The important anthropogenic role humans presently play in current evolutionary processes and biosphere effect must be firmly emphasized at all levels of scientific education. This article provides a brief overview of recent human activities, as well as broad examples of how human activities have influenced biological evolution, a general overview and specific examples of incorporating human activities into evolution education, and additional online anthropogenic resources that can be used in educational settings.

Introduction

It's frequently difficult for us to see ourselves as animals that interact with the world like people. "A blindness to the humanlike qualities of other animals, or the animal-like characteristics of ourselves," says Frans B. M. de Waal, who coined the term "anthropodenial." We have a different perception of a dam built by a North American beaver than we do when we construct one. However, from an evolutionary standpoint, we are both mammal species doing what we do as a result of our common evolutionary history from a period not so long ago. Throughout our lifetimes, we both engage in environmental modification activities (such as dam construction) that are compatible with our shared and different evolutionary features. While the quantity and collective activities of North American beavers have decreased due to people during the past 250 to 300 years, the number and collective activities of humans have grown dramatically over the same time span.
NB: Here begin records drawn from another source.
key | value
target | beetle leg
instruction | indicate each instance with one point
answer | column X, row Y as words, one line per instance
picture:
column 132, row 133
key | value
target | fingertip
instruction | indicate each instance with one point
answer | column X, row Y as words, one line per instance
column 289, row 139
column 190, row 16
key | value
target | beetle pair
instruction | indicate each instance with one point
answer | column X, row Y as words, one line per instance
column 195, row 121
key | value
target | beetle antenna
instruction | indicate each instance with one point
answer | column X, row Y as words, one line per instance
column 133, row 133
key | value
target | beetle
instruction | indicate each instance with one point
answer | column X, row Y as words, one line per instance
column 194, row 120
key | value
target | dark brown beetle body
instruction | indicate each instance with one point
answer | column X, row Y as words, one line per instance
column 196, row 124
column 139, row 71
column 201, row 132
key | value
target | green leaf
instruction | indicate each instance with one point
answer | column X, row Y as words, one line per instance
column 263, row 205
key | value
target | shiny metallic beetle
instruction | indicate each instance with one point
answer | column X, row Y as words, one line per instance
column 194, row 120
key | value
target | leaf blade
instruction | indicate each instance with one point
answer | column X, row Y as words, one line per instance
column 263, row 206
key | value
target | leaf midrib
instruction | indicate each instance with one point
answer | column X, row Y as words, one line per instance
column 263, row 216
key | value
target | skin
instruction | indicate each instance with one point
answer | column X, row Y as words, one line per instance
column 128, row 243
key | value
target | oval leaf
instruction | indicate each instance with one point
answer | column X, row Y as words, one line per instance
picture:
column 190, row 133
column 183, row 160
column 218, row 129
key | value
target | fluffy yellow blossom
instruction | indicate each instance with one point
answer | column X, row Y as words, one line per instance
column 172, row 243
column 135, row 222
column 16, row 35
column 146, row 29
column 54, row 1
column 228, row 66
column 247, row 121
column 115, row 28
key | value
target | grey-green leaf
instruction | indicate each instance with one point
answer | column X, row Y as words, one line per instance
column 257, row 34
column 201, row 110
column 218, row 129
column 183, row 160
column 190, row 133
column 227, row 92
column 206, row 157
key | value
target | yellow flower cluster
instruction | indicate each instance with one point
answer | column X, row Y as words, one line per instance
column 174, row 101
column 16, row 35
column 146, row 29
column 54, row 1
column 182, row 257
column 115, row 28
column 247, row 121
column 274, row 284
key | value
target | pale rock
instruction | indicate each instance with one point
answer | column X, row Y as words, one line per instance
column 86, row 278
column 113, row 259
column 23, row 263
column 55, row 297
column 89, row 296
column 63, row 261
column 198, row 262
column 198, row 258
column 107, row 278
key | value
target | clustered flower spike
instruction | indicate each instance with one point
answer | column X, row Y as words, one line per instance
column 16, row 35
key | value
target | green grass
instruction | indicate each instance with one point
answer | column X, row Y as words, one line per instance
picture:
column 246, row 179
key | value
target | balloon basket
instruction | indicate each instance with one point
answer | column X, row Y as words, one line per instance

A Summary Of Human Activities In The Recent Past

Over the past 250 to 300 years, the number of people on the planet has increased dramatically. There were 300 million people on Earth two thousand years ago. There were 310 million people on the planet 1,000 years ago, and 790 million people on the planet 260 years ago (all values are approximate; United Nations 1999). Human population has grown by 6.1 billion individuals in the previous 260 years. On Earth, there are now 6.9 billion people, with a predicted population of 9.3 billion by 2050. (all values are approximate; U.S. Census Bureau 2010).

Humans have surpassed nature as the planet's most powerful geophysical force. We presently use over half of all available fresh water and a third to half of all available land on the planet (Lewis 2006). We've constructed reservoirs that store three to six times the amount of water found in natural rivers, and we've moved more dirt, rock, and silt than all natural processes combined. We utilize more nitrogen fertilizer than all natural terrestrial ecosystems can fix, and we create more nitric oxide than all natural sources combined.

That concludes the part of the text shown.